Sometimes the solution to a very big problem is to prevent it from occurring in the first place. That’s the theory behind Start Strong, a national program designed to defeat teen-dating violence by helping middle-school kids learn how to avoid unhealthy relationships.
“I didn’t even know I was in an abusive relationship,” says Nija Nelson, who says her former boyfriend yelled at her and called her names. “Most teens don’t recognize the other kinds of abuse besides physical abuse. Start Strong helped me realize that the relationship I was in was unhealthy.”
Now, Nija is an Atlanta high school senior and a Start Strong “Youth Leader” who talks to middle school kids about teen-dating violence. She told her story to staff members from 11 Start Strong programs, who came to Atlanta this week from across the country to train each other, to share successes and to figure out how to replicate their most exciting innovations. And some innovations do seem pretty, well, innovative: There’s the “Healthy Relationships” merit badge developed by Start Strong LA in cooperation with the Girl Scouts. There’s a video game being developed by Start Strong Rhode Island, a middle school writing contest in Idaho, and even a “Break-up Summit” developed in Boston. See our photo gallery on Start Strong innovations.
A very simple idea lies behind each of those efforts: Before they get into high school relationships that can lead to violence, middle school students can benefit by learning more about building healthy relationships.
“The first approaches [to finding solutions] in general are in the place where the problem occurs,” says Laura Hogan, Start Strong’s national co-director. “But as you work in the field you start to ask yourself, ‘How could we have prevented it?’”
For date rape and other dating-related violence, it makes sense to turn the clock back to middle school, where “people are just beginning to explore relationships,” Hogan says. The reasons run even deeper than social pressures: Hogan stresses that recent neurological research shows that the human brain forms lasting patterns of thinking about romantic relationship in the pre-teen years.
And then once they get a little older, the problems inherent in having a poor understanding of healthy relationships manifest themselves in a big way. According to the CDC’s 2009 Youth Risk Behavior Survey of 16,410 public and private high school students, nearly one in 10 reported being victims of physical violence at the hands of a romantic partner during the previous year.

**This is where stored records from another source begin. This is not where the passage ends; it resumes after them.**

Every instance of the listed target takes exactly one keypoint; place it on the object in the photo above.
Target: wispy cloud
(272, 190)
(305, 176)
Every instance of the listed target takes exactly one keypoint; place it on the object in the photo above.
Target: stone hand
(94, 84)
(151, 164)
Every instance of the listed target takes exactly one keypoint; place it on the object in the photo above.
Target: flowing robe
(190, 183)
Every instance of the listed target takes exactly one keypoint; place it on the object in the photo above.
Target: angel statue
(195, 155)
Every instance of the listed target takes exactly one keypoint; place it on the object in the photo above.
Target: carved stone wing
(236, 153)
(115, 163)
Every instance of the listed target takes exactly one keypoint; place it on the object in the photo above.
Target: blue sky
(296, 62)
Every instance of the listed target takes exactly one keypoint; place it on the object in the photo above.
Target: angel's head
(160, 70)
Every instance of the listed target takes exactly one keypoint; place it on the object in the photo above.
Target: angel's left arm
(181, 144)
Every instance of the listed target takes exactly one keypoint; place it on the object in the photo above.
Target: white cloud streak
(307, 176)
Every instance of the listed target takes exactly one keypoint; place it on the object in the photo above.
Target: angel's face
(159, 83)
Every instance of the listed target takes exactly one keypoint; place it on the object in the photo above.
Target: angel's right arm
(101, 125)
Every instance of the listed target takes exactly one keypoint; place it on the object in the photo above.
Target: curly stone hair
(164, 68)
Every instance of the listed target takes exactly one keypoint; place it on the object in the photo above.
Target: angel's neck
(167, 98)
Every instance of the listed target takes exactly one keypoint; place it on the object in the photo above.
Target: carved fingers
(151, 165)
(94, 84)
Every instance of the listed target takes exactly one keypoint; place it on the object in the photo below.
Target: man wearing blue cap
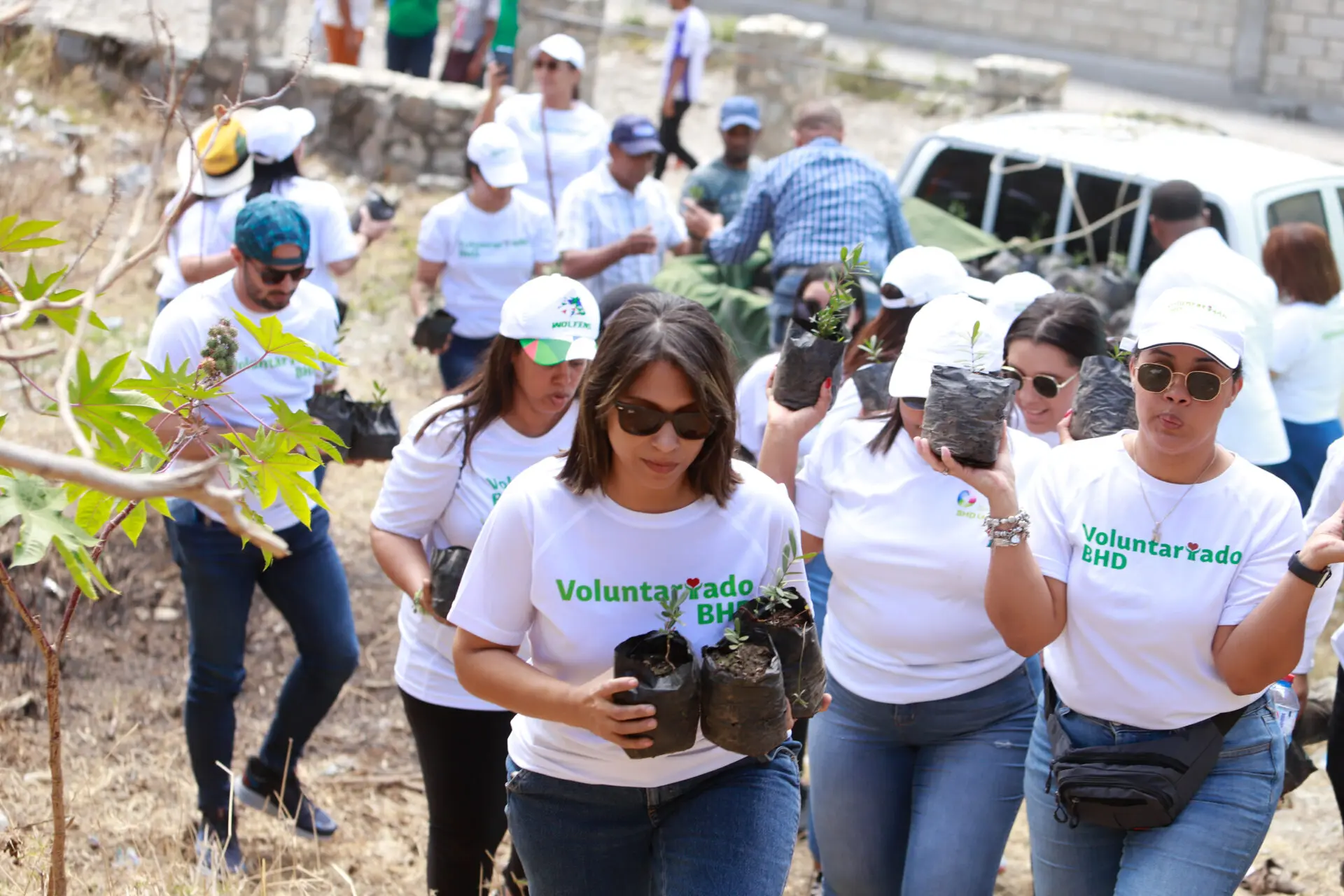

So three years ago, leaders at the Robert Wood Johnson Foundation decided to tackle the problem at the source. The foundation would grant $1 million to each of 10 community organizations across the country to spend four years developing and implementing innovative ways to prevent date rape and other teen violence by working with pre-teens. The Blue Shield of California Foundation agreed to fund an 11th program in California. And the Robert Wood Johnson Foundation hired Hogan’s organization, Futures Without Violence, to oversee them.
They decided to focus on four areas: Educating kids inside and outside their schools; engaging such “teen influencers” as parents, teachers and older teenagers; working with school systems to adopt policies that help; and implementing communications and social marketing strategies.
Organizations in more than 400 communities applied for a piece of the pie. Spreading $1 million over the course of four years may seem like a drop in the bucket toward solving such a massive problem. Hogan stresses, however, that each of the 11 proposals selected was tied to a larger organization that could leverage the money.
In Atlanta, for example, the grant recipient is the Emory University Jane Fonda Center, which has partnered with the Atlanta Public Schools and Grady Health System.
During a break in all the policy talk at this week’s meeting, two Start Strong Atlanta Youth Leaders -- Nija and another Atlanta high school student, Marius Jackson — shared their own stories. Neither had been involved in Start Strong when they were in middle school because the program didn’t exist yet.
But Marius went through training last summer to become a Start Strong leader. When he returned to school in September, he noticed that a friend had cut marks on her arms.
“I asked her what that was from, and she trusted me enough to tell that she was cutting herself,” Marius said in a separate interview. He said his friend’s boyfriend was making her feel bad about herself. “I sat her down and talked to her to explain it didn’t have to be like that.
“I do think I got through to her,” Marius said. But it wasn’t easy, and his friend, Marius laments, is still in that relationship.
Nija already had broken up with her verbally-abusive boyfriend before she got involved with Start Strong. But she realized through the program that the verbal abuse she underwent amounted to a form of violence.
Now, she regularly offers her own insights to middle students, and she’s optimistic that it’s working.
“The information that we’ve given them -- they may not get it right then,” Nija says. “But it’ll be there for them, and maybe they’ll get it later.”